Technology

US Navy Obliterates Missile Frigate with Torpedos in Weapons Exercise

US Navy Obliterates Missile Frigate with Torpedos in Weapons Exercise

On August 15, the U.S. Navy tested a variety of weapons on an isolated frigate using air and sea tactical weapons to completely destroy the ship. Now, the Navy has released footage of the sinking exercise, which gives us hints of torpedoes and missiles of destructive power. 

In an explosive dispatch, the Navy conducted a SINKEX exercise in the Hawaiian Islands operating area as part of a large-scale exercise. Showing no mercy to the frigate, the USS Carl Vinson (a Nimitz-class supercarrier) launches the Super Hornet aircraft to attack the frigate with glide bombs, F-35C fighters use laser-guided weapons, the patrol aircraft tests the harpoon weapon system, the attack submarine struck the final blow with two advanced torpedoes.

As you can see in the video, the weapons were rather effective. SINKEX operations are carefully planned to minimize damage to the environment as much as possible, removing all hazardous materials before the ship sinks. The ship should quickly sink to the bottom of the ocean, which is at least 50 nautical miles from land and 1.8 km (6,000 feet) deep.

During the recent Large Scale Exercise 21 (LSE 21), U.S. Joint Forces conducted a multi-domain, multi-platform, long-range maritime strike on a retired frigate off the coast of Hawaii. A video released by the US Navy shows the ship being destroyed by an MK-48 torpedo powered by a fast-attacking submarine. With operations conducted in 17 time zones, LSE 21 was alive, a virtual and constructive scenario-driven, worldwide integrated exercise. It has given the U.S. joint forces the opportunity to test and evaluate developmental warfare concepts on how future navies and Marine Corps will compete, deal with crises, fight and win battlefields. During the exercise, forward-deployment forces at advanced operations bases responded by identifying ship-based enemies using joint command and control coordination with other U.S. forces. 
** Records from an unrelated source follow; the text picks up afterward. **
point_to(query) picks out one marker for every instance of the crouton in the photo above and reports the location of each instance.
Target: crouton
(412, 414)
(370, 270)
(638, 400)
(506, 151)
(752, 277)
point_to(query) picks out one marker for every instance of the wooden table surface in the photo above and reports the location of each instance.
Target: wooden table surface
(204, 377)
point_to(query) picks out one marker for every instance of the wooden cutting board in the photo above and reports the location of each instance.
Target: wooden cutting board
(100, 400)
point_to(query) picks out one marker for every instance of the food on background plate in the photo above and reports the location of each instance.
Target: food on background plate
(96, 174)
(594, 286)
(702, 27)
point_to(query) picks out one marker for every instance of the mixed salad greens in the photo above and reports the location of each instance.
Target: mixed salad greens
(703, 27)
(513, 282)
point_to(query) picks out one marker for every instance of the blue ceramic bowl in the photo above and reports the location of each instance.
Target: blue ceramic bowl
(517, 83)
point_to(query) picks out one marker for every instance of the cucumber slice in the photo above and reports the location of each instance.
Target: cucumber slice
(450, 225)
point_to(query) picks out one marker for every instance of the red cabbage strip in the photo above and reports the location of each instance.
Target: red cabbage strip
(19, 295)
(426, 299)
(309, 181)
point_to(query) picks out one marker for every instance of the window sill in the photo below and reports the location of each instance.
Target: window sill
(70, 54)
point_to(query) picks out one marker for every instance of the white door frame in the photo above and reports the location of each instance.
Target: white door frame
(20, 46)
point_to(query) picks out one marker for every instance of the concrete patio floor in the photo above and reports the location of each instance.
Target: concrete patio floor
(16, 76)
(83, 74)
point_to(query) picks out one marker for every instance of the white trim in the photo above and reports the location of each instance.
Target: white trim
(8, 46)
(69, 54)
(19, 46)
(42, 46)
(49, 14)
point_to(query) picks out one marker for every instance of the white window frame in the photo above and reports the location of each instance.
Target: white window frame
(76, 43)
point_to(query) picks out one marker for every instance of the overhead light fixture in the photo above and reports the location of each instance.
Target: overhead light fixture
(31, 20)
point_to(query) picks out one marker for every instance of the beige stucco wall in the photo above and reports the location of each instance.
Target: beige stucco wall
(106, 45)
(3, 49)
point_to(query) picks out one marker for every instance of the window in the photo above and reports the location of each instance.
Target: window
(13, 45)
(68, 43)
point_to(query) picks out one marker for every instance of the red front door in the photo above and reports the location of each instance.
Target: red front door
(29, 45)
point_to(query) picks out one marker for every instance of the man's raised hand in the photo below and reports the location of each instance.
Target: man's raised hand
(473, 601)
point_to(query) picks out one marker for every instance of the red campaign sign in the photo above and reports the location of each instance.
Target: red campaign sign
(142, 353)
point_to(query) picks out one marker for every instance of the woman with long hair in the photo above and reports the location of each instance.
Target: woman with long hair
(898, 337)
In this case, the opponent was a retired ship called the former USS Ingram. The X-Ingram was a guided missile frigate that was scrapped in 2015. The clip begins with a display of deployed weapons. We have since been shown simultaneous impact from various platforms involved in the threat to U.S. services. The U.S. Marine Corps fired naval strike missiles from the Pacific, the AGM-84 harpoon from the FM-84-18C Hornets, and the F-35C fighters used laser-guided weapons.